I rushed out before Hurricane Irene, and, while other people were clearing the shelves of bottled water, I was collecting art supplies for 5 kids (and 2 adults) who might be entertaining ourselves for a week without power.
See how provident I am?
Unfortunately for art, my kids can already entertain themselves thankyouverymuch, so I didn’t get to do it until this week, when I more or less stomped my little feet about it.
Here’s the procedure.
- Get shirt, sharpie, rubbing alcohol. (alcohol being alcohol, you could probably use gin, if you wanted to, but rubbing alcohol is cheaper. Don’t drink it, though.) *pro tip
- It would be wise to have something to stretch the shirt over, and rubber bands to hold it there. All the directions I read said, “plastic cup”, and we used that, but for larger designs used disposable tupperware type containers, bungied with rubber bands.
- We added “stencils” for some of the perfectionists in the house. These were mostly paper cutouts to use as a template for heart shapes.
- Small stable bowls for the alcohol, Q-tips. The Q-tips were kinda fail, in some respects, (slow) and I understand why Girl Scout troops use squirt bottles, but no way I was handing around squirt bottles of ANYTHING. Mama HATES going to the ER.
- Select a spot. Put your cup under it, and hold on with rubber band. (Cup in the MIDDLE of the t-shirt. 2 layers was too much to ask.)
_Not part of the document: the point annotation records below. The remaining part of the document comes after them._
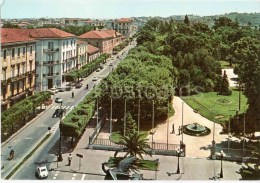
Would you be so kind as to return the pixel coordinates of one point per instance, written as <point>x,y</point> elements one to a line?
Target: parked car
<point>42,171</point>
<point>58,113</point>
<point>78,85</point>
<point>53,90</point>
<point>58,100</point>
<point>94,79</point>
<point>60,89</point>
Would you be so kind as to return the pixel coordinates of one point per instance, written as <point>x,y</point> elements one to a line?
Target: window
<point>23,50</point>
<point>50,45</point>
<point>13,52</point>
<point>4,74</point>
<point>18,52</point>
<point>23,68</point>
<point>50,57</point>
<point>4,54</point>
<point>12,70</point>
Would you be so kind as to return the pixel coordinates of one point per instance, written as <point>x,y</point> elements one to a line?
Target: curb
<point>19,164</point>
<point>26,125</point>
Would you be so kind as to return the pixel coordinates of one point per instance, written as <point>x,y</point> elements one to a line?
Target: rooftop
<point>96,34</point>
<point>10,35</point>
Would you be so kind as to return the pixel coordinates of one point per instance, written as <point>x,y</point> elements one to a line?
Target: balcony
<point>51,62</point>
<point>51,50</point>
<point>49,75</point>
<point>19,77</point>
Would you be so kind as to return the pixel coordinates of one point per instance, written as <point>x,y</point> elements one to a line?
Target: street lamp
<point>221,168</point>
<point>60,153</point>
<point>178,165</point>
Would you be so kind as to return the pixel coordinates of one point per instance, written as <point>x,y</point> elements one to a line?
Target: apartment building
<point>56,55</point>
<point>18,66</point>
<point>99,39</point>
<point>92,53</point>
<point>82,56</point>
<point>117,37</point>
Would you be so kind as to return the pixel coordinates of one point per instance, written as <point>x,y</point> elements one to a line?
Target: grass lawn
<point>151,165</point>
<point>215,107</point>
<point>225,65</point>
<point>116,136</point>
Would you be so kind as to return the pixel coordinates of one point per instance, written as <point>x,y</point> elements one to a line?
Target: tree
<point>131,126</point>
<point>135,145</point>
<point>224,85</point>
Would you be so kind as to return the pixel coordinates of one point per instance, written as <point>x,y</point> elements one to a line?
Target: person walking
<point>69,159</point>
<point>173,131</point>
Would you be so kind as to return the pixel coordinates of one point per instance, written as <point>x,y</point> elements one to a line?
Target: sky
<point>106,9</point>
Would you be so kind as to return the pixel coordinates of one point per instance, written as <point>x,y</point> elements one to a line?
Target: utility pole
<point>152,124</point>
<point>111,105</point>
<point>138,121</point>
<point>125,118</point>
<point>167,123</point>
<point>182,123</point>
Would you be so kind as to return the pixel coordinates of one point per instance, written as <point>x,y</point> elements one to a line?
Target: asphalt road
<point>25,141</point>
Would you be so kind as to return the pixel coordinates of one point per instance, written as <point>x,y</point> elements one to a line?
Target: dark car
<point>58,113</point>
<point>78,85</point>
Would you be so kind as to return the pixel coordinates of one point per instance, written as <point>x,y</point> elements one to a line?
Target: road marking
<point>83,177</point>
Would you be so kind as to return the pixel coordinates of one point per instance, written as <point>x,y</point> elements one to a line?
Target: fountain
<point>196,129</point>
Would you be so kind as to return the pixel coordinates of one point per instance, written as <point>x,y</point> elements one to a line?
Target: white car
<point>94,79</point>
<point>42,171</point>
<point>53,90</point>
<point>58,100</point>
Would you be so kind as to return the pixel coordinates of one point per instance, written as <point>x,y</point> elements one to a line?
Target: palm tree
<point>134,144</point>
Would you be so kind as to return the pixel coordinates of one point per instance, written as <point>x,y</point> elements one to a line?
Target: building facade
<point>93,53</point>
<point>82,56</point>
<point>56,55</point>
<point>18,67</point>
<point>99,39</point>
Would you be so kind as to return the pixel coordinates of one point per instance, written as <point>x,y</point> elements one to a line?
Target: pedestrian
<point>69,159</point>
<point>173,128</point>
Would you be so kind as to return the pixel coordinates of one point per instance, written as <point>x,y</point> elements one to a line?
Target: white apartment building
<point>55,56</point>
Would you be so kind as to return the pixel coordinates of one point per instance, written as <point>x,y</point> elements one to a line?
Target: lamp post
<point>60,153</point>
<point>221,168</point>
<point>178,164</point>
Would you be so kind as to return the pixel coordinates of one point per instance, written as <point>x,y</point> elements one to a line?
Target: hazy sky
<point>123,8</point>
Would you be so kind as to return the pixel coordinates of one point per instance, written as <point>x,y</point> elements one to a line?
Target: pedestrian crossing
<point>63,107</point>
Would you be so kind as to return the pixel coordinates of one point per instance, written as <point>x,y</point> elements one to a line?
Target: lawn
<point>225,65</point>
<point>215,107</point>
<point>151,165</point>
<point>116,136</point>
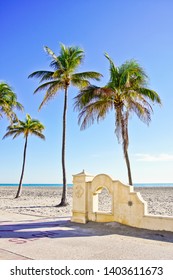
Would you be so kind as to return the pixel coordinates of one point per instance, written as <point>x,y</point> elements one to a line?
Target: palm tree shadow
<point>64,228</point>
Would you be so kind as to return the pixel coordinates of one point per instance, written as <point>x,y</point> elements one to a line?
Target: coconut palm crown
<point>28,127</point>
<point>59,79</point>
<point>125,93</point>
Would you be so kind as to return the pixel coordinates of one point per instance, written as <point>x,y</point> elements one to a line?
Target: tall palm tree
<point>63,75</point>
<point>126,92</point>
<point>8,102</point>
<point>28,127</point>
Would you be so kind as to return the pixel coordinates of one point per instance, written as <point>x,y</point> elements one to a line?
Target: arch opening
<point>102,200</point>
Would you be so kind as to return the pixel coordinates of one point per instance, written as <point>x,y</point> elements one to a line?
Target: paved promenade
<point>25,237</point>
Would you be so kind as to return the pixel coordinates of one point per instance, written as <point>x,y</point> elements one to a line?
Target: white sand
<point>42,201</point>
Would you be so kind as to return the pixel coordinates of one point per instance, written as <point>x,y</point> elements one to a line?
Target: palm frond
<point>44,75</point>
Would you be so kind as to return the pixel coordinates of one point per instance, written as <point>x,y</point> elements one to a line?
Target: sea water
<point>147,185</point>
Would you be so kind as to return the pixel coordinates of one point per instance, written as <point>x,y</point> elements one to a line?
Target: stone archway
<point>128,207</point>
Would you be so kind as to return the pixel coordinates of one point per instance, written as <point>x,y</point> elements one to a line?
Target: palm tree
<point>126,92</point>
<point>28,127</point>
<point>8,102</point>
<point>63,75</point>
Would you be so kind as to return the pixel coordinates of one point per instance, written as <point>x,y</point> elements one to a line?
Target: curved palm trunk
<point>19,191</point>
<point>64,192</point>
<point>124,127</point>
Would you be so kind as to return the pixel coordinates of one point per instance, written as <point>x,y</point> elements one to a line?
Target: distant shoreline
<point>41,201</point>
<point>136,185</point>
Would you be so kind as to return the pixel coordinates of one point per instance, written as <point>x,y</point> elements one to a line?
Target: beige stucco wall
<point>128,207</point>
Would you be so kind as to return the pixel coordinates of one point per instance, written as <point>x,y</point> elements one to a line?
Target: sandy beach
<point>41,201</point>
<point>32,228</point>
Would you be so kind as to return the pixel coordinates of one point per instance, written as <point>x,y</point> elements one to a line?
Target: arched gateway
<point>127,206</point>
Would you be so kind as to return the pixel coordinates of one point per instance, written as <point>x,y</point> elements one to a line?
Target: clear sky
<point>126,29</point>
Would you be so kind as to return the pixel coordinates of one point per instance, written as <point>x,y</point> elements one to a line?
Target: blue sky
<point>133,29</point>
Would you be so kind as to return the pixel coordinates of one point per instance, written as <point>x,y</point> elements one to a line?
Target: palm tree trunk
<point>64,192</point>
<point>125,138</point>
<point>128,167</point>
<point>19,191</point>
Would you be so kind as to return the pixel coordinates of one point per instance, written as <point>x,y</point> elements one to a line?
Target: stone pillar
<point>80,197</point>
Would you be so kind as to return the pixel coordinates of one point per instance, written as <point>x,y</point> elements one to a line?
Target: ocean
<point>143,185</point>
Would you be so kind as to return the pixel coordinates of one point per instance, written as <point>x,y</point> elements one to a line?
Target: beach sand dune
<point>41,201</point>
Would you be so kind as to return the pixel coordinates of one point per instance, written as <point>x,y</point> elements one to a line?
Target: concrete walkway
<point>37,238</point>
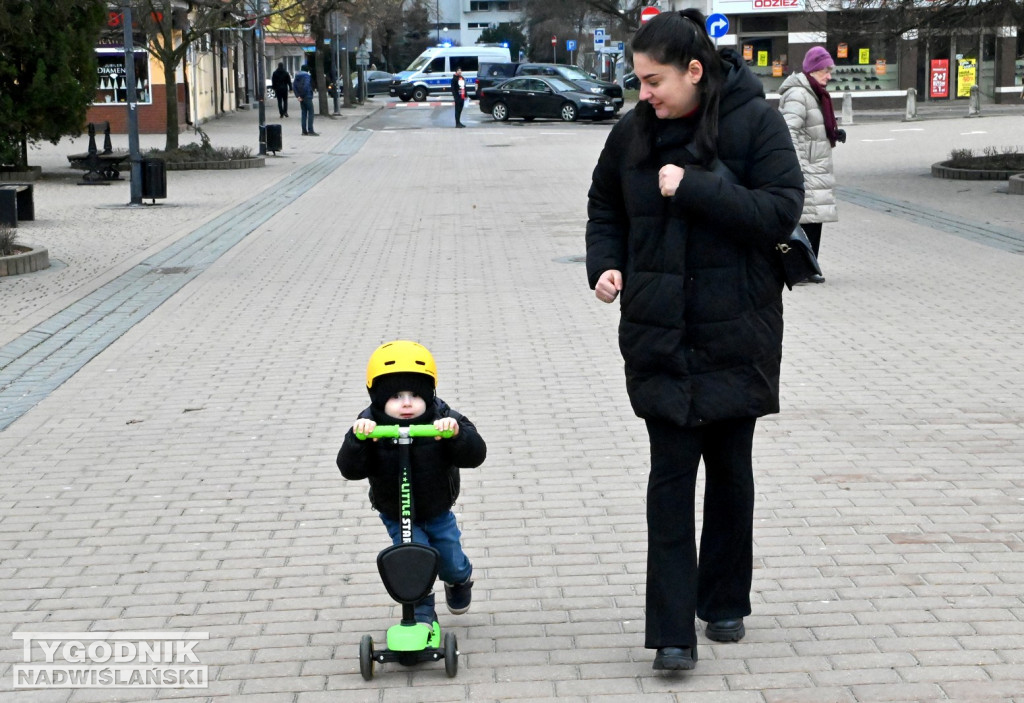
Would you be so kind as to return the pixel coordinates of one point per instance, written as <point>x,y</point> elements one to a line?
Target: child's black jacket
<point>435,465</point>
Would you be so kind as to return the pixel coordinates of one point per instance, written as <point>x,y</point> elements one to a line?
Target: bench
<point>16,204</point>
<point>99,167</point>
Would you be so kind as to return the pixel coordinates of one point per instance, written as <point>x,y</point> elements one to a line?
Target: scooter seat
<point>409,571</point>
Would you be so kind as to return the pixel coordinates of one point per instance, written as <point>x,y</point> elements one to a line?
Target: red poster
<point>939,85</point>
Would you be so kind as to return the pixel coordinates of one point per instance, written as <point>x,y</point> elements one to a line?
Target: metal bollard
<point>911,104</point>
<point>974,103</point>
<point>847,108</point>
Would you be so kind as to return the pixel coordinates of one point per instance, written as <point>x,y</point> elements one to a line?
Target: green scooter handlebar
<point>394,432</point>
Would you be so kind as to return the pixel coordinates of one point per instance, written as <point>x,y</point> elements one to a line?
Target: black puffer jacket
<point>435,465</point>
<point>701,307</point>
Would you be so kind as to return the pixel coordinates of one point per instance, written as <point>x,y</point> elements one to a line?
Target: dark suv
<point>493,74</point>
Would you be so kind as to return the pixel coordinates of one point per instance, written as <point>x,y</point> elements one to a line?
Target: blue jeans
<point>306,107</point>
<point>442,534</point>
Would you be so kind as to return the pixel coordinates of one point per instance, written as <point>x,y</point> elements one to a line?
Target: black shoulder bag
<point>797,255</point>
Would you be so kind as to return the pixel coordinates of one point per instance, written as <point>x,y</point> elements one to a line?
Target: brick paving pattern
<point>183,478</point>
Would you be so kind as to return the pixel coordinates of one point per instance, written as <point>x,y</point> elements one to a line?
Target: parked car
<point>378,82</point>
<point>545,96</point>
<point>578,76</point>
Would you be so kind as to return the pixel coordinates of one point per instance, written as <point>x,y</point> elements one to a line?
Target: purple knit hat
<point>817,58</point>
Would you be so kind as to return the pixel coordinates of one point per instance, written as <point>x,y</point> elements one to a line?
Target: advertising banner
<point>967,76</point>
<point>939,81</point>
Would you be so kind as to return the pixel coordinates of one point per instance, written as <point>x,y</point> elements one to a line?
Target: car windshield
<point>561,84</point>
<point>421,62</point>
<point>573,73</point>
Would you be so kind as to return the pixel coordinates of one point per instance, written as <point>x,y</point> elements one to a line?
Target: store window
<point>863,61</point>
<point>111,67</point>
<point>763,41</point>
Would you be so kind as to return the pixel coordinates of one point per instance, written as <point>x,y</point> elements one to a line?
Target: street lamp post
<point>135,158</point>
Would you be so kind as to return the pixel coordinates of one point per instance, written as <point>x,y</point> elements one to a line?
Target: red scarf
<point>824,99</point>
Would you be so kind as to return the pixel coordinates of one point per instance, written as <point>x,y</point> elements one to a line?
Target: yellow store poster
<point>967,76</point>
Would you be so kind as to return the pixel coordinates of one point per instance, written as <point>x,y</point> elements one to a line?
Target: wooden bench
<point>16,204</point>
<point>99,167</point>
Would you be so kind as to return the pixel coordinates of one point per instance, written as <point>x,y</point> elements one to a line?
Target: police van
<point>432,70</point>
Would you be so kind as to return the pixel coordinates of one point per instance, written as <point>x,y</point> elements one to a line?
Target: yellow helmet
<point>400,356</point>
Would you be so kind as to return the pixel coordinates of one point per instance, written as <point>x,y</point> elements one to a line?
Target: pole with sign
<point>717,26</point>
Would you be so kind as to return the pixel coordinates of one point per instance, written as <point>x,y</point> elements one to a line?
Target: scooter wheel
<point>451,655</point>
<point>367,657</point>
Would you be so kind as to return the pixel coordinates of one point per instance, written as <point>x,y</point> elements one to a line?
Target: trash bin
<point>154,178</point>
<point>273,142</point>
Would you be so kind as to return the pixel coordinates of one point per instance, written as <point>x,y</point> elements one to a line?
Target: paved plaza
<point>174,390</point>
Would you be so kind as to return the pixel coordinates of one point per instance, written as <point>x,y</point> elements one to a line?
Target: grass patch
<point>202,151</point>
<point>991,159</point>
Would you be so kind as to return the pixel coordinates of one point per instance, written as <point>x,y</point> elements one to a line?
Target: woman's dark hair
<point>676,39</point>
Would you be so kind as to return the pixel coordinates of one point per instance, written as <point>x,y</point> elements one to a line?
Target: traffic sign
<point>717,25</point>
<point>648,13</point>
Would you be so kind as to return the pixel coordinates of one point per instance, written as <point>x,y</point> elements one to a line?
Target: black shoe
<point>726,630</point>
<point>675,659</point>
<point>459,596</point>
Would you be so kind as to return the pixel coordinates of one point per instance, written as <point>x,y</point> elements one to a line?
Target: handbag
<point>797,255</point>
<point>799,262</point>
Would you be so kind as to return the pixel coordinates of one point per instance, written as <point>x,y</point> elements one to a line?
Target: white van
<point>432,70</point>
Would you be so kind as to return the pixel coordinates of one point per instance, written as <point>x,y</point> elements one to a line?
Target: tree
<point>47,72</point>
<point>170,32</point>
<point>508,34</point>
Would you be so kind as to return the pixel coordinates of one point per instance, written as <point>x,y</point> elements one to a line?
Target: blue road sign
<point>717,25</point>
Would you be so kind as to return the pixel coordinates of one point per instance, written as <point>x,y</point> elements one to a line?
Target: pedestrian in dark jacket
<point>459,95</point>
<point>281,81</point>
<point>693,255</point>
<point>303,87</point>
<point>401,378</point>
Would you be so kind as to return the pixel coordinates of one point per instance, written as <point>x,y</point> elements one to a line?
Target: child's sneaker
<point>459,596</point>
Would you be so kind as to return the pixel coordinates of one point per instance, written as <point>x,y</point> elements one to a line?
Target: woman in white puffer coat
<point>808,112</point>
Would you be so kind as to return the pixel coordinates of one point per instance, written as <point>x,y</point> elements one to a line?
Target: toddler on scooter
<point>401,377</point>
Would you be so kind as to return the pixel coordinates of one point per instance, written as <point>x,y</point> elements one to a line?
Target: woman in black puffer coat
<point>692,253</point>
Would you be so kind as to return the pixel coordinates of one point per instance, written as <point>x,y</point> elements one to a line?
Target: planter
<point>254,163</point>
<point>28,260</point>
<point>941,170</point>
<point>20,176</point>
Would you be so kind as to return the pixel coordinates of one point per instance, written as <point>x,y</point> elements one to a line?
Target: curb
<point>32,259</point>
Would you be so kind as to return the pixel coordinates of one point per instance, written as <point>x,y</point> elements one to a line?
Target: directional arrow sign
<point>717,25</point>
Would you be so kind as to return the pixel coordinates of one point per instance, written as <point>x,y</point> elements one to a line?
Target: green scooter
<point>409,571</point>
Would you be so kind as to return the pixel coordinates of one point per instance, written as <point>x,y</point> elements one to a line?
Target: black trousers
<point>716,586</point>
<point>813,231</point>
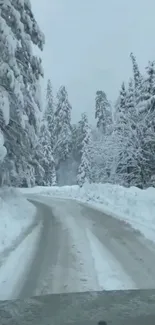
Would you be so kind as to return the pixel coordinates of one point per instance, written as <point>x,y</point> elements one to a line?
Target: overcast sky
<point>88,43</point>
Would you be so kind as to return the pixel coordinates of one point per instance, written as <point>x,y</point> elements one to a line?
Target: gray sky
<point>88,43</point>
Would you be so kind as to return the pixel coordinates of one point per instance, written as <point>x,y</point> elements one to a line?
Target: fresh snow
<point>132,205</point>
<point>11,274</point>
<point>114,277</point>
<point>16,216</point>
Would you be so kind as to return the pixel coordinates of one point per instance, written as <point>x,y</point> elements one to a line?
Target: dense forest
<point>39,145</point>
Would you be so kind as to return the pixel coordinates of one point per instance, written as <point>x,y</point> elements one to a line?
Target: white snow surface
<point>16,216</point>
<point>132,205</point>
<point>11,275</point>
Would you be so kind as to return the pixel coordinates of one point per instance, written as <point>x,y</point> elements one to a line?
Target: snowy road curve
<point>81,249</point>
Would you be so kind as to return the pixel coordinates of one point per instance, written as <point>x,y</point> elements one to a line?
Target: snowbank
<point>16,216</point>
<point>132,205</point>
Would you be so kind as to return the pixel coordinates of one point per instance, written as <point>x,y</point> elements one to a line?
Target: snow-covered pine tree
<point>130,104</point>
<point>150,80</point>
<point>103,112</point>
<point>47,159</point>
<point>19,78</point>
<point>84,171</point>
<point>138,80</point>
<point>62,128</point>
<point>49,110</point>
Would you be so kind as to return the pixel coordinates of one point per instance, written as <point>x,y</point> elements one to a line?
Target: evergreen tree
<point>84,171</point>
<point>102,111</point>
<point>150,80</point>
<point>130,105</point>
<point>19,80</point>
<point>49,111</point>
<point>138,80</point>
<point>47,159</point>
<point>62,126</point>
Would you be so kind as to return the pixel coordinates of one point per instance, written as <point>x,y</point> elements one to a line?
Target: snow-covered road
<point>76,248</point>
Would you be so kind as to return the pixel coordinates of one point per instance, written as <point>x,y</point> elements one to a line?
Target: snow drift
<point>132,205</point>
<point>16,216</point>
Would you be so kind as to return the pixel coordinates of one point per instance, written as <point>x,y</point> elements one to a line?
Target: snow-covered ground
<point>16,216</point>
<point>132,205</point>
<point>11,273</point>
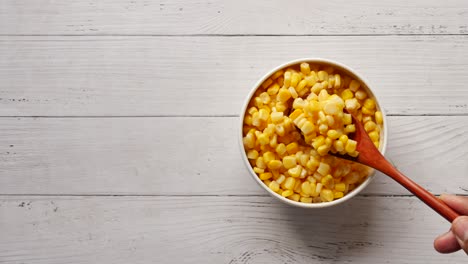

- Make a small circle of dots, about as big around as a nickel. Like 6 dots. It looks more “tie-dyee” with an accent dot or two in a coordinating color.
- Using your Q-tip, put little drops of alcohol in the open center of the Sharpie dots. This is, as I said, slow. But the ink spreads away from the dots, so if you try dabbing it directly on, dropping it randomly, or otherwise deviating, it doesn’t do what you’re expecting, in spread. Now, THAT’S OKAY. Because ART HAS A RANDOM ELEMENT. But we all know some folks, any age, will be made miserable by that, so that’s why I warn you.
- That’s it. Our experience is that one big cup diameter is about how far the circles really WANT to spread, and you want to let them dry a bit before moving the cup, but it’s alcohol, evaporates fast.